The venture capital industry is hardly a poster child for diversity. Only 8% of VC investors are women, 2% are Hispanic, and fewer than 1% are black. All three groups have significantly higher representation in other highly compensated business fields, according to research by Paul A. Gompers and Sophie Q. Wang of Harvard University. They are also more represented in advanced professional and scientific degree programs that typically feed VC firms.
Gompers and Wang found similar patterns among startup entrepreneurs who receive VC funding. Both sectors are dominated by white and Asian males. In short, the capital provision and idea generation sides of the innovation economy are both oddly homogeneous, especially when you consider that VCs are funding startups that aspire to reach diverse global markets.
One important reason for this discrepancy is that humans are wired to trust people who look like them. The scholarly term for this is “homophily,” and it clearly influences hiring and investment decisions in the VC industry. Shared ethnicity increases the propensity for VC investors to work together by 39.2%. Having a degree from the same school increases it by 34.4%.
Ethnic and gender diversity correlate strongly with business success.
The authors note: “Not only is the likelihood of collaborating on any one deal greater, but VCs tend to keep teaming up with those who share their traits.”
In homogeneity we trust
Our species developed an instinct for homophily because it helped us survive in a dangerous world. “It’s easier to see potential in someone who reminds you of yourself,” says Julia Taylor Kennedy, executive vice president at the Center for Talent Innovation, a think tank that has published extensive research on the relationship between diversity and business performance.
Yet a growing body of research suggests that homophily is bad for business. In the VC sector, investor teams that share the same ethnicity and school backgrounds perform worse than more diverse teams. Gompers and Wang found that shared ethnicity reduces the success rate of acquisitions and IPOs by 26.4% to 32.2%.
On the flip side, ethnic and gender diversity correlate strongly with business success. Beyond the VC sector, teams that rank in the top quartile for gender diversity are 21% more likely to achieve above-average profitability than teams in the bottom quartile, according to a 2018 McKinsey study of more than 1,000 companies across 12 countries.
Companies that don’t recruit for diversity are missing out on a major talent opportunity, given that diverse talent is increasingly coming into the workforce. And diverse teams are more likely to understand the needs of diverse customers. A 2013 study by the Center for Talent Innovation found teams are 158% more likely to understand their target customer when one or more team members share traits with that customer, including gender, culture, ethnicity, age, and sexual orientation.

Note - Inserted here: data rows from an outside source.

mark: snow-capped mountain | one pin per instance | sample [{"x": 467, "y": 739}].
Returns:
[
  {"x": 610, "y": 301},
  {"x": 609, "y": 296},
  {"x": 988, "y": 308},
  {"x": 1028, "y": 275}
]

For all these reasons, you might expect market forces would inexorably push companies to be less discriminatory in their hiring and investing practices. In fact, discrimination is “persistent and long lasting in market-based economies,” according to research by William Darity Jr. of the University of North Carolina.
Darity identifies several reasons for this trend, including the material benefits that dominant groups experience from maintaining their privilege. Examples include white privilege in the U.S., high-caste Hindu privilege in India, and Protestant privilege in Northern Ireland. He concludes that “discriminatory practices to preserve privilege are likely to persist rather than fade out, even in market-based economies, in the absence of conscious policy intervention to address them.”

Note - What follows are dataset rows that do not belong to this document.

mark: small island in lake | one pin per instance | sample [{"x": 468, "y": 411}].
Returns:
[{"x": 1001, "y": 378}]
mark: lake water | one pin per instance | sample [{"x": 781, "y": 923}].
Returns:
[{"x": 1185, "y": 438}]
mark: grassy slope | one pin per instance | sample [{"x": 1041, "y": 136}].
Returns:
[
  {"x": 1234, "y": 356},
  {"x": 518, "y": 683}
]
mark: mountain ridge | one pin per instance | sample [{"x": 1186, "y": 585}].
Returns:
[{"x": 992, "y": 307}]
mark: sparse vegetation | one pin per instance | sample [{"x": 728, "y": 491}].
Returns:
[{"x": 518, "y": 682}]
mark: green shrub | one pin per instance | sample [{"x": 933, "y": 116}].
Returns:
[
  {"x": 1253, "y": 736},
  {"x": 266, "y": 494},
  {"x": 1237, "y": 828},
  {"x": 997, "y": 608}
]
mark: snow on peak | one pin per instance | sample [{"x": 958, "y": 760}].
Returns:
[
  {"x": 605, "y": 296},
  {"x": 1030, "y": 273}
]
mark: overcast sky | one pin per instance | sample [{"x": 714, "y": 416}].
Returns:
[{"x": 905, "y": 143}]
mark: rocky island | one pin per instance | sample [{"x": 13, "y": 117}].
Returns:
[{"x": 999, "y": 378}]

Which is not to suggest that companies should simply rely on regulators to eliminate discrimination. Instead they should set clear diversity targets and hold leaders accountable for reaching them. As important, companies need to create environments where everyone feels welcome and appreciated as unique individuals, regardless of their gender, ethnicity, age, or sexual orientation.
I’m pleased that Workflow’s publisher, ServiceNow, appears on the 2019 Best Workplaces for Diversity list, presented by Fortune magazine and the Best Places to Work Institute. Diversity is both a moral and business imperative. Simply put, companies that foster diverse, welcoming employee cultures will tend to outperform competitors that do not.